NO ONE SHOULD USE THE PHRASE. Those who do should be spanked. No mas, consider your ass spanked.

Fucktard.

Also my argument is not "X is a business, it's X's job to make money, X is justified in whatever the hell they do because they're only supposed to make money." My argument does let ESPN off the hook for doing illegal things, but it certainly doesn't place any moral weight on them. It shows you what they are for: money, not to puff up some arbitrary moral point of view. If the viewpoint doesn't make money, they don't do it. But you're far too supid to understand that ESPN is not there to be nice to you or to make you feel good about your opinions.
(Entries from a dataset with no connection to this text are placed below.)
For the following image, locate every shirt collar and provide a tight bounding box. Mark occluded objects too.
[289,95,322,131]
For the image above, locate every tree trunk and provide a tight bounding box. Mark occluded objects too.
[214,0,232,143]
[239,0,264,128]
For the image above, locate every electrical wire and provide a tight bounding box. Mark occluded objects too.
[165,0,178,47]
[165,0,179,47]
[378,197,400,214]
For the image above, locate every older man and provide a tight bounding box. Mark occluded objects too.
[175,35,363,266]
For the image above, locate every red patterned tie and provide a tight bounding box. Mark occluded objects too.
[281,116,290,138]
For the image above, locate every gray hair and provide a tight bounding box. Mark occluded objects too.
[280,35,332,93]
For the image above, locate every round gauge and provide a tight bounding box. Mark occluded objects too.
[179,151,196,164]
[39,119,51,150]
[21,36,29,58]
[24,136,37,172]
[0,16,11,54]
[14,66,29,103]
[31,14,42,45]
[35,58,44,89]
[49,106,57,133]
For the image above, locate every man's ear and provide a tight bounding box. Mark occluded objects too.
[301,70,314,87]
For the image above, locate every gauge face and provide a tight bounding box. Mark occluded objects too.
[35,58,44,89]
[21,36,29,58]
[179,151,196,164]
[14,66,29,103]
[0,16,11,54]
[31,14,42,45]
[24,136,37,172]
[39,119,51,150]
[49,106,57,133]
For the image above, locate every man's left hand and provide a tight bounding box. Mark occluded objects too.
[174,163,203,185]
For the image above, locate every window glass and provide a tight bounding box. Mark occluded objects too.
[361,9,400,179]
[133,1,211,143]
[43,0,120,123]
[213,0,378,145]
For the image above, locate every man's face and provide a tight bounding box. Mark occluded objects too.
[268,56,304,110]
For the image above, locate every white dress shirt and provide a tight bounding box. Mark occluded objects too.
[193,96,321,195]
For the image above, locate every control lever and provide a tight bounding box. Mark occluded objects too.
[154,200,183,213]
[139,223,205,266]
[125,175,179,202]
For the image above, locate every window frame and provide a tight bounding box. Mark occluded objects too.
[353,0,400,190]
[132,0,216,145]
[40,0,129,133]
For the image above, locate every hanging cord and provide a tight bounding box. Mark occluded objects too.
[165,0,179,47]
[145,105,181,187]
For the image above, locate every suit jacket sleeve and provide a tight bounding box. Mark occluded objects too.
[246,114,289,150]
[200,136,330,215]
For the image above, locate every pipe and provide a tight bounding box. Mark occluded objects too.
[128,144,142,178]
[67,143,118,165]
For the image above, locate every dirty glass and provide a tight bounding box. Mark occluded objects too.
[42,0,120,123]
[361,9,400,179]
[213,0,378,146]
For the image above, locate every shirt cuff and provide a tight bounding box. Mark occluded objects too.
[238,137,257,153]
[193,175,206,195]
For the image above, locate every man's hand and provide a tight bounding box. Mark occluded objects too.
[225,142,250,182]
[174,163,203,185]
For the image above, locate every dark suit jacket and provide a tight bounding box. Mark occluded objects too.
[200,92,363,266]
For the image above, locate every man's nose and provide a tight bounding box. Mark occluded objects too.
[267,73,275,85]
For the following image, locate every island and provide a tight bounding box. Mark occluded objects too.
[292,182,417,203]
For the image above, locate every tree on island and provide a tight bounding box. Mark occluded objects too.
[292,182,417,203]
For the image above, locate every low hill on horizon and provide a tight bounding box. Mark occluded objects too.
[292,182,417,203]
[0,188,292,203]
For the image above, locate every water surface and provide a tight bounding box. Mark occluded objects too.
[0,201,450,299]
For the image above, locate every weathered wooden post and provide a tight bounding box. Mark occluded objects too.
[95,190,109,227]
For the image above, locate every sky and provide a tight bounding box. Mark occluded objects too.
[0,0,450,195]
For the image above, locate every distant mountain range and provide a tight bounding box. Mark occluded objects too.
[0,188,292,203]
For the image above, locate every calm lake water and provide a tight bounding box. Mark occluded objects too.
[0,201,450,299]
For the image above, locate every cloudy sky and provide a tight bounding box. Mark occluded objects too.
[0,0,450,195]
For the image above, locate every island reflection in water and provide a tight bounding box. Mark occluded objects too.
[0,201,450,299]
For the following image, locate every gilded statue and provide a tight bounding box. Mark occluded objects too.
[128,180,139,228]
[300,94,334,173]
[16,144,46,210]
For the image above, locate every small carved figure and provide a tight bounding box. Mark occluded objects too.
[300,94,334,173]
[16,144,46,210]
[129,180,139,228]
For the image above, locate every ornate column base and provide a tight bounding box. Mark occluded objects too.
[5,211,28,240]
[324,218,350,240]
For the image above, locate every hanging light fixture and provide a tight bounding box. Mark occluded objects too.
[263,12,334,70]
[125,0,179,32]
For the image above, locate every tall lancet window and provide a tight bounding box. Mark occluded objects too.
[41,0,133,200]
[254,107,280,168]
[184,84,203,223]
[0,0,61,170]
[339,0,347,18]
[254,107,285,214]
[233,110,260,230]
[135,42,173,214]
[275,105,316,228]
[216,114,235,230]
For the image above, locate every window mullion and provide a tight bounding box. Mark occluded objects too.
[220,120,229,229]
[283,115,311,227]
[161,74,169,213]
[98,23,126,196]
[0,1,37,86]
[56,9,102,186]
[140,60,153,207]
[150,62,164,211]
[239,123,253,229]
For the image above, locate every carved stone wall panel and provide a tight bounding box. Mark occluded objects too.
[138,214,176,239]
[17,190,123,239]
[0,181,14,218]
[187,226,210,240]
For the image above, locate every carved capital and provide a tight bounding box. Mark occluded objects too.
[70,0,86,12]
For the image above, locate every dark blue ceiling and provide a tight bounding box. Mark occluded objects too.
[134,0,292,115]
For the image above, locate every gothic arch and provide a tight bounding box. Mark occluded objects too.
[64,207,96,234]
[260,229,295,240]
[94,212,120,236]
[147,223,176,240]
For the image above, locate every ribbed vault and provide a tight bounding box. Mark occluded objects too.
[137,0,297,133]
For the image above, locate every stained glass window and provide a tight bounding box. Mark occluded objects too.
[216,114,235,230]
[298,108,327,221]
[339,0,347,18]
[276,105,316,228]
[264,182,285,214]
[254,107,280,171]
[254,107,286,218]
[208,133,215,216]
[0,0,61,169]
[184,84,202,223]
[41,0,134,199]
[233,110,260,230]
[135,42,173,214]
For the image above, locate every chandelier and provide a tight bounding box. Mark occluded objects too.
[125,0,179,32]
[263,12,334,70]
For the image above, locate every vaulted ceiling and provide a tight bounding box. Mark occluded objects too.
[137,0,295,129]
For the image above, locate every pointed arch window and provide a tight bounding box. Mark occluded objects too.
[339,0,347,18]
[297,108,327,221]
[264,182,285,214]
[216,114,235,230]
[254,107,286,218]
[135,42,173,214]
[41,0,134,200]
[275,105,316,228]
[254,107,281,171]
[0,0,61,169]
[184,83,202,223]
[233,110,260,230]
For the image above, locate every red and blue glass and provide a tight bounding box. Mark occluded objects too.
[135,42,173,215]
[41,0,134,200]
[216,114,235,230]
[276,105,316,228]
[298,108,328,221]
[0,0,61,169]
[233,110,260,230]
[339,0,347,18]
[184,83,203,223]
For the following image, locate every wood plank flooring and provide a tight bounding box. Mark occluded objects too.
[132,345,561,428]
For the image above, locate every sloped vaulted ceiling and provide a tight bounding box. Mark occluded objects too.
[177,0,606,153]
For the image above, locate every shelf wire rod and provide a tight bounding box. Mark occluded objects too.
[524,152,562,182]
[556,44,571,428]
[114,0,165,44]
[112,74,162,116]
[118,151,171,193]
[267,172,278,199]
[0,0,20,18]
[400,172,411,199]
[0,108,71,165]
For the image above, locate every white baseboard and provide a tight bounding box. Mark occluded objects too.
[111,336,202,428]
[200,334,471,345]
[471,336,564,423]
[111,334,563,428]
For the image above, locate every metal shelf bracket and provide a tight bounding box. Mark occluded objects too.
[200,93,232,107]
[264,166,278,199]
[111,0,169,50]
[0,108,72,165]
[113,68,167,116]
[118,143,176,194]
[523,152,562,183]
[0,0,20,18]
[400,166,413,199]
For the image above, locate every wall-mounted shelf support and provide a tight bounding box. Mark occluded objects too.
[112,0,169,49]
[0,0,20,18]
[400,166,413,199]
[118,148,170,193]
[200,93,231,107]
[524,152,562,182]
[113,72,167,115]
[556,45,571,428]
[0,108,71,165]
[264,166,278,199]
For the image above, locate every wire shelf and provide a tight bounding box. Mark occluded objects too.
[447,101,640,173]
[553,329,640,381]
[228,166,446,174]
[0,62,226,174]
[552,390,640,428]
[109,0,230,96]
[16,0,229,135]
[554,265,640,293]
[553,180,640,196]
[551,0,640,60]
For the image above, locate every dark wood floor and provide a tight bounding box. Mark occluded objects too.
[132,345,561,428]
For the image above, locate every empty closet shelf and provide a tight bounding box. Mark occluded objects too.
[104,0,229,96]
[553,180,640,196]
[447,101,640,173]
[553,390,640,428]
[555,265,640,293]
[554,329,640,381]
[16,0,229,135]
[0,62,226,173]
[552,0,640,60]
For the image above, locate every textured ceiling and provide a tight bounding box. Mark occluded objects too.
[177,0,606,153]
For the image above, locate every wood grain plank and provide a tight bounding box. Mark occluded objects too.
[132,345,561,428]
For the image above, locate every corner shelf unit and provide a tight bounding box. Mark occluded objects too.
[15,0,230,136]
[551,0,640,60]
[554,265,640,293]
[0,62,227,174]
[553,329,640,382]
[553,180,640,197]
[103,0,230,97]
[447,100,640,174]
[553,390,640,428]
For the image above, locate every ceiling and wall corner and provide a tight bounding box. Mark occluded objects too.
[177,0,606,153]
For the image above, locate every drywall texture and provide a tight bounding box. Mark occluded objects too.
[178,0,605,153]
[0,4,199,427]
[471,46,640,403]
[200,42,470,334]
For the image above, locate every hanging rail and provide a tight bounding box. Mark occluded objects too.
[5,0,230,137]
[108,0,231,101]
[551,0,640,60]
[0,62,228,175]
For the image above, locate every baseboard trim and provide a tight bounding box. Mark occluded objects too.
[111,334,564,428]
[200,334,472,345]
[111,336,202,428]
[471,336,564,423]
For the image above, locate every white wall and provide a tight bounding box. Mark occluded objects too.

IF YOU DON'T LIKE THEIR VIEWPOINT, STOP GIVING THEM MONEY BY WATCHING THEM AND READING THEIR WEBSITE. IT'S CALLED SELF-CONTROL.

Now go celebrate how black people do nothing wrong and non-black people are racist, racist scum who are holding them down. Ron Artest must be a misunderstood figure in your warped world view, dumbass.

9:43 AM  
Cassandro said...

Bad writing. I meant to say that "My argument DOESN'T [emphasis added] let ESPN off the hook for doing illegal things..."

11:09 AM  
jon said...

Plain and simple Cassandro, you're an idiot. You're so caught up with race, which probably is more telling than anything else, that you fail to miss the real point which is that you're so caught up in whatever asinine point you're trying to make that you failed to comprehensibly read the actual post. You failed at accomplishing the most basic of tasks before rushing off to your ridiculous diatribe about how "THIS GUY JUST CLEARLY THINKS WHITE PEOPLE ARE SATAN AND BLACK PEOPLE ARE GODS ANGELS SENT TO CURE US OF CANCER"




Also Ron Artest is a retard. Just like Terrell Owens. Just like Jeremy Shockey. Just like all other white retards and all other black retards. Jesus Christ man, how does one guy get so focused on the issue of race?